Thursday, February 24, 2011

Canada - Agency gets green light to use wiretaps in Hells Angels case

OFF THE WIRE
http://www.vancouversun.com/Agency+gets+green+light+wiretaps+Hells+Angels+case/4314636/story.html
By Kim Bolan,
Vancouver Sun
The Director of Civil Forfeiture has won the latest round in its long-running court battle with the Nanaimo Hells Angels.
The B.C. Supreme Court has ruled that the government agency can have access to evidence police uncovered -including wiretaps -during a twoyear investigation of the Nanaimo chapter dubbed Project Halo.

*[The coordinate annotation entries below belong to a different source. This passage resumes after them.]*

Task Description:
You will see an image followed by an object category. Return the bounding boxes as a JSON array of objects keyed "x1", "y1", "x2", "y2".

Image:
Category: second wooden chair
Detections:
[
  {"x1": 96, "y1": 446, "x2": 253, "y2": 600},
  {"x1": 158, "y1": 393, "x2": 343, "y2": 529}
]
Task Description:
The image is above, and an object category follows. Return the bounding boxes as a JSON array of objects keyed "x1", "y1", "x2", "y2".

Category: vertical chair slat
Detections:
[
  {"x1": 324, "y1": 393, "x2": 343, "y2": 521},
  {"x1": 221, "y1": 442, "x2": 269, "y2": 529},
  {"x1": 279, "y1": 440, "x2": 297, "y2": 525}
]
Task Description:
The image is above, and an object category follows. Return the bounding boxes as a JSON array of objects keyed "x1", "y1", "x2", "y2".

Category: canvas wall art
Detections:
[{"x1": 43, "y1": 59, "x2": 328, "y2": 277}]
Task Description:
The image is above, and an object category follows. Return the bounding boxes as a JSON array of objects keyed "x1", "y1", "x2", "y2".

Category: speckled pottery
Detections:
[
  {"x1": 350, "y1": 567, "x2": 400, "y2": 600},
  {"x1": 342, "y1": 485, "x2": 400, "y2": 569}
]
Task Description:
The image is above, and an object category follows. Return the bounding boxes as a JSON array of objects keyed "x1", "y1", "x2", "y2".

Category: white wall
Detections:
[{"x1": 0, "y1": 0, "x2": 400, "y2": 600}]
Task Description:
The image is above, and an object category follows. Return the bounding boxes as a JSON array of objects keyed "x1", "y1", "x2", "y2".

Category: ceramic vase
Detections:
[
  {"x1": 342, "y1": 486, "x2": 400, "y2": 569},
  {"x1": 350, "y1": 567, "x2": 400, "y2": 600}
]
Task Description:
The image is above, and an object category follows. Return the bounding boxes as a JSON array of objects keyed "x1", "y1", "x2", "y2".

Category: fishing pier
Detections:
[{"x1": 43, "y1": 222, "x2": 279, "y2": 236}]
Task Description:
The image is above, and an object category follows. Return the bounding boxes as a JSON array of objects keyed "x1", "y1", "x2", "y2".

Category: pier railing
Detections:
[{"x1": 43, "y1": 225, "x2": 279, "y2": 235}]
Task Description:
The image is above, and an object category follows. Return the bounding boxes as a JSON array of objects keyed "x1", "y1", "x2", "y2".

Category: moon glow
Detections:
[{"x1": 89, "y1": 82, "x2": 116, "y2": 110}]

The RCMP recommended a series of charges resulting from the probe in a report to Crown Counsel but none were ever laid. The Civil Forfeiture office sought to use the police material in its court challenge to maintain control of the bikers' Nanaimo clubhouse.

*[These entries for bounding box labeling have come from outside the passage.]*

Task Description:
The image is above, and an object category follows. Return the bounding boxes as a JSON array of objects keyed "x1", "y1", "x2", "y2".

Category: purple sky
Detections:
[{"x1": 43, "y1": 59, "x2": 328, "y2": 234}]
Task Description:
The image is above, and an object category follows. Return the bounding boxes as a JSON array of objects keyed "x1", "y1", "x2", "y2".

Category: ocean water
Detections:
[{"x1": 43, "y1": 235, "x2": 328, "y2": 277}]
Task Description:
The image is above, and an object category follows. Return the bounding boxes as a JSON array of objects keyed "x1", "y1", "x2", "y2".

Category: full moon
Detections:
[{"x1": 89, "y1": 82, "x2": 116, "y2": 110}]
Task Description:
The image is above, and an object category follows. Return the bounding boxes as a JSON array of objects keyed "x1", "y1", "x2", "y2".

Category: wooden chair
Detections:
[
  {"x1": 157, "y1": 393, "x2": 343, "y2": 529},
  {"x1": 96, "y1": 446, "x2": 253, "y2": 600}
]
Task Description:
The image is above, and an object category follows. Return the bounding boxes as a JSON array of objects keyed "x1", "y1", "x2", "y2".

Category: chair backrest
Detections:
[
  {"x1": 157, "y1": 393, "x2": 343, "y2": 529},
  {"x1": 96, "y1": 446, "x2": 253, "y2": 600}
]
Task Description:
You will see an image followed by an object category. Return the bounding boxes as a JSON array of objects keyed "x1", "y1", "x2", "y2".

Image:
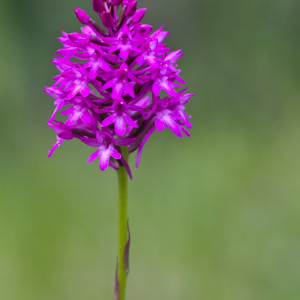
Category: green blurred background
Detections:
[{"x1": 0, "y1": 0, "x2": 300, "y2": 300}]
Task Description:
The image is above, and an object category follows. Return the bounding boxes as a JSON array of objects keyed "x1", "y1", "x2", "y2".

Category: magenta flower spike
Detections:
[{"x1": 45, "y1": 0, "x2": 193, "y2": 300}]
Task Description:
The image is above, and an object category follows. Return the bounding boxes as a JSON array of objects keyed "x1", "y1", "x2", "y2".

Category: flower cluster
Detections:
[{"x1": 45, "y1": 0, "x2": 193, "y2": 176}]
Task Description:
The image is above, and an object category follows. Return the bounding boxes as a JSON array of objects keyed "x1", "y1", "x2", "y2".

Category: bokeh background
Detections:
[{"x1": 0, "y1": 0, "x2": 300, "y2": 300}]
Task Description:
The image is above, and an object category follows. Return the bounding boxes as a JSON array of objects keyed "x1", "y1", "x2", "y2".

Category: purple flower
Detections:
[{"x1": 45, "y1": 0, "x2": 193, "y2": 176}]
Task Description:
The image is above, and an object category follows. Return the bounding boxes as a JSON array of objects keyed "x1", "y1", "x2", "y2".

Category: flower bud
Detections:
[{"x1": 101, "y1": 11, "x2": 114, "y2": 28}]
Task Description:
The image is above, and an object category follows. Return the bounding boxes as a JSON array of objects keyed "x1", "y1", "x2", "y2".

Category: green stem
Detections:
[{"x1": 118, "y1": 147, "x2": 128, "y2": 300}]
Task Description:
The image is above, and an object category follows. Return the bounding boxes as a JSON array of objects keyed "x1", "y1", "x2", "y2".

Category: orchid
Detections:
[{"x1": 45, "y1": 0, "x2": 193, "y2": 300}]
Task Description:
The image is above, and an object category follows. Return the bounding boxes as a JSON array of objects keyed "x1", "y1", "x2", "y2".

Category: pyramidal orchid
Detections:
[{"x1": 45, "y1": 0, "x2": 193, "y2": 300}]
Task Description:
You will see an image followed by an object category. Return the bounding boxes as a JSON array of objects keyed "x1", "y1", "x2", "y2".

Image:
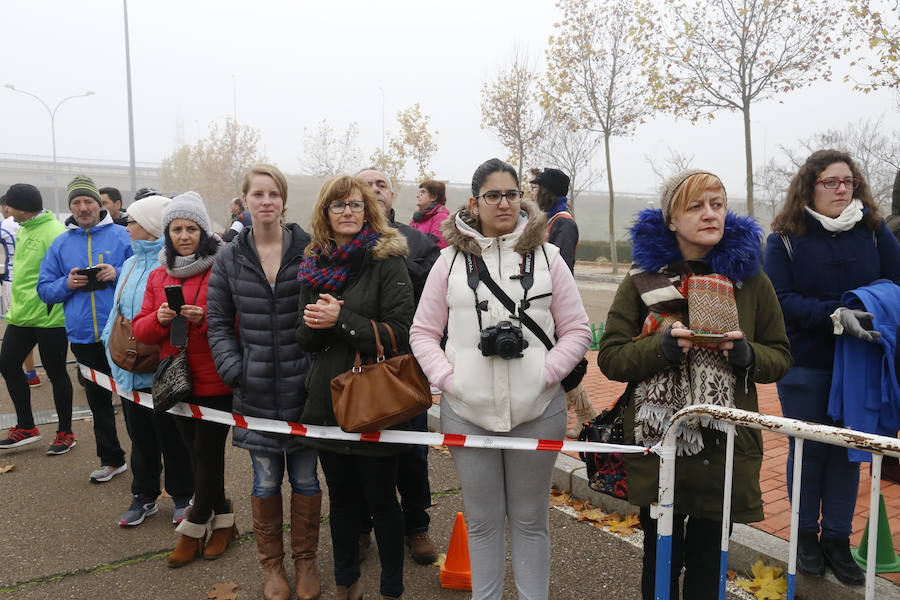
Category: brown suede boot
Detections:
[
  {"x1": 291, "y1": 494, "x2": 322, "y2": 600},
  {"x1": 203, "y1": 512, "x2": 238, "y2": 560},
  {"x1": 334, "y1": 579, "x2": 363, "y2": 600},
  {"x1": 166, "y1": 519, "x2": 206, "y2": 569},
  {"x1": 250, "y1": 494, "x2": 291, "y2": 600}
]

The property, assessed in 2011 at $101,000, was seized in November 2007 because the Civil Forfeiture office alleged it was being used as an instrument for unlawful activity.
Since then, the company that owned the property -Angel Acres Recreation and Festival Property Ltd. -has lost a bid to have the case thrown out and another to maintain control of the clubhouse pending a full trial on the issue.
On Friday, Justice Paul Pearlman also ruled against the Hells Angels' claim that the Civil Forfeiture office should not be allowed to review police evidence or listen to wiretaps made between 2001 and 2003.
The court agreed with the government's lawyer who argued police evidence was important to the Civil Forfeiture case because "the wiretaps include conversations involving many of the personal defendants in this action."
The Civil Forfeiture Director said the evidence given to Crown prosecutors "is relevant to demonstrating that members of the Nanaimo Hells Angels Motorcycle Club are participants in a criminal organization, that particular unlawful activities have occurred and that the clubhouse facilitated or was intended to facilitate some of those unlawful activities."
Pearlman agreed and ordered wire tap evidence turned over to lawyers for both sides, with some restrictions. "The request for production of wiretap evidence is limited to those portions of the wiretap identified by the RCMP as providing support for the specific charges recommended."
But Pearlman ordered police to first remove anything from the material that would hamper criminal investigations, amount to solicitor-client privilege or identify confidential informants.
The Civil Forfeiture office was opened in 2006 to go after the assets of suspected criminals in civil court.